Created 05-30-2017 07:47 PM
Thanks for your help, I got rid with python error.
Anyway, I still cannot connect from my python client to hbase thrift server (about your question, I'm trying to use a vanilla HBase, without any other component), because I can see following error on server side :
2017-05-30 08:01:11,816 WARN [thrift-worker-0-SendThread(localhost:2181)] zookeeper.ClientCnxn: Session 0x0 for server null, unexpected error, closing socket connection and attempting reconnect java.net.ConnectException: Connexion refusée at sun.nio.ch.SocketChannelImpl.checkConnect(Native Method) at sun.nio.ch.SocketChannelImpl.finishConnect(SocketChannelImpl.java:717) at org.apache.zookeeper.ClientCnxnSocketNIO.doTransport(ClientCnxnSocketNIO.java:361) at org.apache.zookeeper.ClientCnxn$SendThread.run(ClientCnxn.java:1081) 2017-05-30 08:01:11,916 ERROR [thrift-worker-0] zookeeper.RecoverableZooKeeper: ZooKeeper exists failed after 4 attempts 2017-05-30 08:01:11,917 WARN [thrift-worker-0] zookeeper.ZKUtil: hconnection-0x3330972d0x0, quorum=localhost:2181, baseZNode=/hbase Unable to set watcher on znode (/hbase/hbaseid) org.apache.zookeeper.KeeperException$ConnectionLossException: KeeperErrorCode = ConnectionLoss for /hbase/hbaseid at org.apache.zookeeper.KeeperException.create(KeeperException.java:99) at org.apache.zookeeper.KeeperException.create(KeeperException.java:51) at org.apache.zookeeper.ZooKeeper.exists(ZooKeeper.java:1045) at org.apache.hadoop.hbase.zookeeper.RecoverableZooKeeper.exists(RecoverableZooKeeper.java:220) at org.apache.hadoop.hbase.zookeeper.ZKUtil.checkExists(ZKUtil.java:419) at org.apache.hadoop.hbase.zookeeper.ZKClusterId.readClusterIdZNode(ZKClusterId.java:65) at org.apache.hadoop.hbase.client.ZooKeeperRegistry.getClusterId(ZooKeeperRegistry.java:105) at org.apache.hadoop.hbase.client.ConnectionManager$HConnectionImplementation.retrieveClusterId(ConnectionManager.java:905)

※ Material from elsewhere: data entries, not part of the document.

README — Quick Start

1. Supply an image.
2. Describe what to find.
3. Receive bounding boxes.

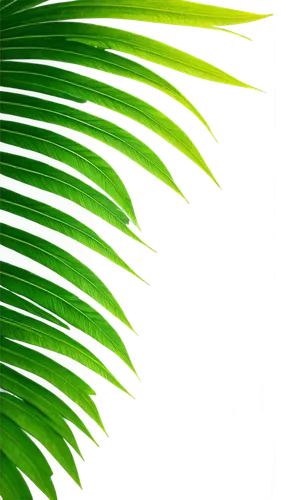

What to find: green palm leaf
[0,262,140,380]
[0,450,33,500]
[0,393,82,488]
[0,287,70,329]
[0,0,275,29]
[0,414,58,500]
[0,299,136,401]
[0,336,110,435]
[1,37,220,143]
[0,0,275,500]
[0,363,99,459]
[0,188,154,286]
[0,222,140,337]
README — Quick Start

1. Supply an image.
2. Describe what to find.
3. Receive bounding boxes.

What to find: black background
[67,0,283,498]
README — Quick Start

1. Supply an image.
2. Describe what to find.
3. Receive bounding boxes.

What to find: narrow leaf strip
[0,336,110,434]
[0,261,140,380]
[0,302,137,401]
[0,393,82,489]
[0,0,275,29]
[0,151,158,255]
[0,363,99,459]
[0,450,34,500]
[0,414,58,500]
[0,288,70,329]
[1,38,220,143]
[0,222,140,337]
[0,187,154,287]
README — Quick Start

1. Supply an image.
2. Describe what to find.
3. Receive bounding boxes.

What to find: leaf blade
[0,222,140,337]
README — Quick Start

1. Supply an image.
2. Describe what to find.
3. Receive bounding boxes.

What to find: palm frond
[0,0,275,500]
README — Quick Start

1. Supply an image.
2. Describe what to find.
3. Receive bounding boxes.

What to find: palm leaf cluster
[0,0,274,500]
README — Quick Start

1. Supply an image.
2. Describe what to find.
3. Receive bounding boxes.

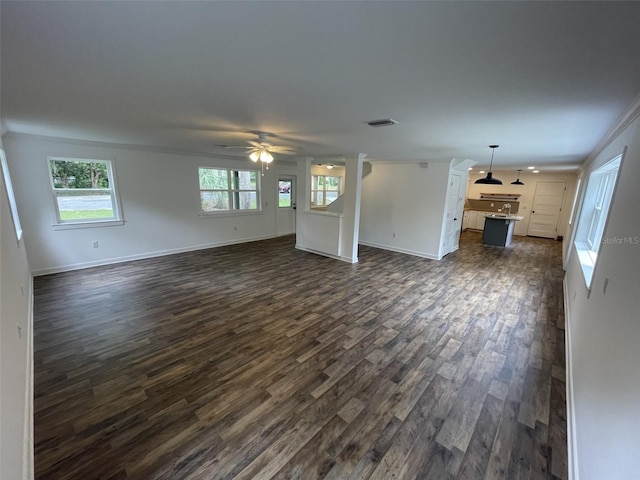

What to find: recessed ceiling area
[1,1,640,170]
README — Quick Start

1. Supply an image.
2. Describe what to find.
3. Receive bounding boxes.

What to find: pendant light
[474,145,502,185]
[511,170,524,185]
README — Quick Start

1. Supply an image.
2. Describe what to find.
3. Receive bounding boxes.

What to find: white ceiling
[1,1,640,169]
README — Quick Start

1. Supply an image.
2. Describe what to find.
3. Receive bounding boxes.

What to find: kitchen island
[482,213,524,247]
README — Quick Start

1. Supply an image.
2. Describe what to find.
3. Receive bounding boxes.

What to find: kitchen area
[462,193,524,247]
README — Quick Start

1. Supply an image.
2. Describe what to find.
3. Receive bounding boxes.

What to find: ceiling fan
[216,131,298,168]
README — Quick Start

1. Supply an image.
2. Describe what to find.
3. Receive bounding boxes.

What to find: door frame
[276,174,298,237]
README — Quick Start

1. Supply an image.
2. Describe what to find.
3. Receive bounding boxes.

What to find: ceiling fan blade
[214,145,253,150]
[269,145,300,155]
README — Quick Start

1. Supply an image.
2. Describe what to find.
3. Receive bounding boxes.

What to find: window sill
[198,210,262,218]
[575,242,596,289]
[52,220,124,230]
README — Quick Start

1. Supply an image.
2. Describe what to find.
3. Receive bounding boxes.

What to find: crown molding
[2,132,252,160]
[582,93,640,168]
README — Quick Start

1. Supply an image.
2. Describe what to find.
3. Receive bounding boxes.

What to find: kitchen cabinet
[462,210,491,230]
[476,212,489,230]
[462,210,478,230]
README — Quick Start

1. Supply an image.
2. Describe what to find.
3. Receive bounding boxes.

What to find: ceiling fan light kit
[474,145,502,185]
[249,148,273,163]
[511,170,524,185]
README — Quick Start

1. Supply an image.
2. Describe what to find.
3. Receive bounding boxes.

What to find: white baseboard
[562,278,579,480]
[32,235,275,277]
[358,240,440,260]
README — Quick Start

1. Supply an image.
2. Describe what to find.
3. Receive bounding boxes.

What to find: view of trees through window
[198,167,259,213]
[311,175,342,207]
[49,158,117,222]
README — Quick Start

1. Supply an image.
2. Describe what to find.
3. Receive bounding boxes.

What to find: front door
[442,173,464,255]
[527,182,567,238]
[276,176,296,235]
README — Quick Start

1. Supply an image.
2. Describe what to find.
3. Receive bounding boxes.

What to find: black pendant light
[474,145,502,185]
[511,170,524,185]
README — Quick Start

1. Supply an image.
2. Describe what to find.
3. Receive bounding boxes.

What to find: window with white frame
[575,155,622,287]
[48,157,121,224]
[311,175,342,207]
[198,167,260,214]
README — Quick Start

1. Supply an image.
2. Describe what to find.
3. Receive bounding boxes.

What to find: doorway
[276,175,297,236]
[442,173,464,256]
[527,182,567,238]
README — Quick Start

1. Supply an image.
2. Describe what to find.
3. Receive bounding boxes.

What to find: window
[311,175,342,207]
[278,179,293,208]
[575,155,622,287]
[48,157,121,224]
[198,167,260,213]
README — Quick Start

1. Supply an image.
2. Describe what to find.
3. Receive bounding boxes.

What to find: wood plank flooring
[34,232,567,480]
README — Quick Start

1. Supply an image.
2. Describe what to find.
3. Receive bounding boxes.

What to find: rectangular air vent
[367,118,398,127]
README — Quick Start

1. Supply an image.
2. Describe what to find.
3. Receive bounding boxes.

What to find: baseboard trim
[31,235,276,277]
[358,240,440,260]
[562,278,579,480]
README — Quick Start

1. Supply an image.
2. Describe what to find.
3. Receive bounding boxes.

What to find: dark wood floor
[34,232,567,480]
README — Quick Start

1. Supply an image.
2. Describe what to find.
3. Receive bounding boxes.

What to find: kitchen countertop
[484,213,524,222]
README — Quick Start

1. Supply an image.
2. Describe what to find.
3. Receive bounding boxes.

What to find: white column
[340,153,367,263]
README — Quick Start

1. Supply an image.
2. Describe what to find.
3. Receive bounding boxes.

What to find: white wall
[565,114,640,480]
[360,162,450,259]
[0,145,33,479]
[4,135,304,274]
[0,7,33,472]
[467,169,578,238]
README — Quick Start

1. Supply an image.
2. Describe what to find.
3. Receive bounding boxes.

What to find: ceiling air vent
[367,118,398,127]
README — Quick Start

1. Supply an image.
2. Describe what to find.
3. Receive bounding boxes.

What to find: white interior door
[527,182,567,238]
[276,175,296,235]
[442,173,464,255]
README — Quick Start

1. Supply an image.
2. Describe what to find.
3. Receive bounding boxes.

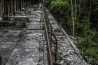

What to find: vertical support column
[3,0,8,20]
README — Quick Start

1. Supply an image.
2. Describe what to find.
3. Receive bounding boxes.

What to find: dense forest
[44,0,98,65]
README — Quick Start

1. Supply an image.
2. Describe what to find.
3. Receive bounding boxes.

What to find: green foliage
[44,0,98,62]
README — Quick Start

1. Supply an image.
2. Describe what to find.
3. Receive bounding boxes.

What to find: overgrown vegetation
[44,0,98,65]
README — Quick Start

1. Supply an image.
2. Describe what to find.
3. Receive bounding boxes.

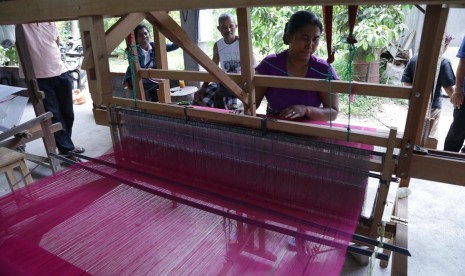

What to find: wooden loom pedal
[0,147,32,191]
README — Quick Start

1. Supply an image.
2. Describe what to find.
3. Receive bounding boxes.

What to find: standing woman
[123,24,179,102]
[255,11,339,121]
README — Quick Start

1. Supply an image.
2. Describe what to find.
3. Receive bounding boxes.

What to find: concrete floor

It seems that HBase is trying to reach zookeeper, but I didn't setup any zookeeper...Is it possible to run HBase without zookeeper ?
Thanks again
Regards
Created 05-30-2017 07:47 PM
In fact, was my fault : when my box went back from stand-bye mode, I had not restarted hbase ... It works now 🙂
Created 05-30-2017 07:52 PM
Cool, glad to see that you got it up and running yourself! If my answer was helpful you can vote it up or mark it as best answer. 🙂
Created 05-30-2017 08:25 PM
To answer your question regarding Zookeeper. HBase needs Zookeeper. If you didn't set up Zookeeper yourself, HBase spins up an "internal" Zookeeper server, which is great for testing, but shouldn't be used in production scenarios.